In other words, the following assertion is always true:
stopifnot(sort(x, partial=pt_idx)[pt_idx] == sort(x)[pt_idx])
for any x and pt_idx, e.g.
x <- sample(100) # input vector
pt_idx <- sample(1:100, 5) # indices for partial arg
This behavior is different from the one defined in the Wikipedia article on partial sorting. In R sort()'s case we are not necessarily computing k smallest elements.
For example, if
print(x)
## [1] 91 85 63 80 71 69 20 39 78 67 32 56 27 79 9 66 88 23 61 75 68 81 21 90 36 84 11 3 42 43
## [31] 17 97 57 76 55 62 24 82 28 72 25 60 14 93 2 100 98 51 29 5 59 87 44 37 16 34 48 4 49 77
## [61] 13 95 31 15 70 18 52 58 73 1 45 40 8 30 89 99 41 7 94 47 96 12 35 19 38 6 74 50 86 65
## [91] 54 46 33 22 26 92 53 10 64 83
and
pt_idx
## [1] 5 54 58 95 8
then
sort(x, partial=pt_idx)
## [1] 1 3 2 4 5 6 7 8 11 12 9 10 13 15 14 16 17 18 23 30 31 27 21 32 36 34 35 19 20 37
## [31] 38 33 29 22 26 25 24 28 39 41 40 42 43 48 46 44 45 47 51 50 52 49 53 54 57 56 55 58 59 60
## [61] 62 64 63 61 65 66 70 72 73 69 68 71 67 79 78 82 75 81 80 77 76 74 89 85 88 87 83 84 86 90
## [91] 92 93 91 94 95 96 97 99 100 98
Here x[5], x[54], ..., x[8] are placed in their correct positions - and we cannot say anything else about the remaining elements.

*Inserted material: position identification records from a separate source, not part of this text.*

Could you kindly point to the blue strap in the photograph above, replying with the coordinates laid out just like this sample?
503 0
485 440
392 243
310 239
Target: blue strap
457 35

HTH.
EDIT: Partial sorting may reduce the sorting time, of course if you are interested in e.g. finding only some of the order statistics.
require(microbenchmark)
x <- rnorm(100000)
microbenchmark(sort(x, partial=1:10)[1:10], sort(x)[1:10])
## Unit: milliseconds
## expr min lq median uq max neval
## sort(x, partial = 1:10)[1:10] 2.342806 2.366383 2.393426 3.631734 44.00128 100
## sort(x)[1:10] 16.556525 16.645339 16.745489 17.911789 18.13621 100
regarding the statement "Here x[5], x[54], ..., x[8] are placed in their correct positions", I don't think it's correct, it should be "in the result, i.e. sorted x, result[5], result[54],.....,result[8], will be placed with right values from x."
quote from R manual:
If partial is not NULL, it is taken to contain indices of elements of
the result which are to be placed in their correct positions in the
sorted array by partial sorting. For each of the result values in a
specified position, any values smaller than that one are guaranteed to
have a smaller index in the sorted array and any values which are
greater are guaranteed to have a bigger index in the sorted array.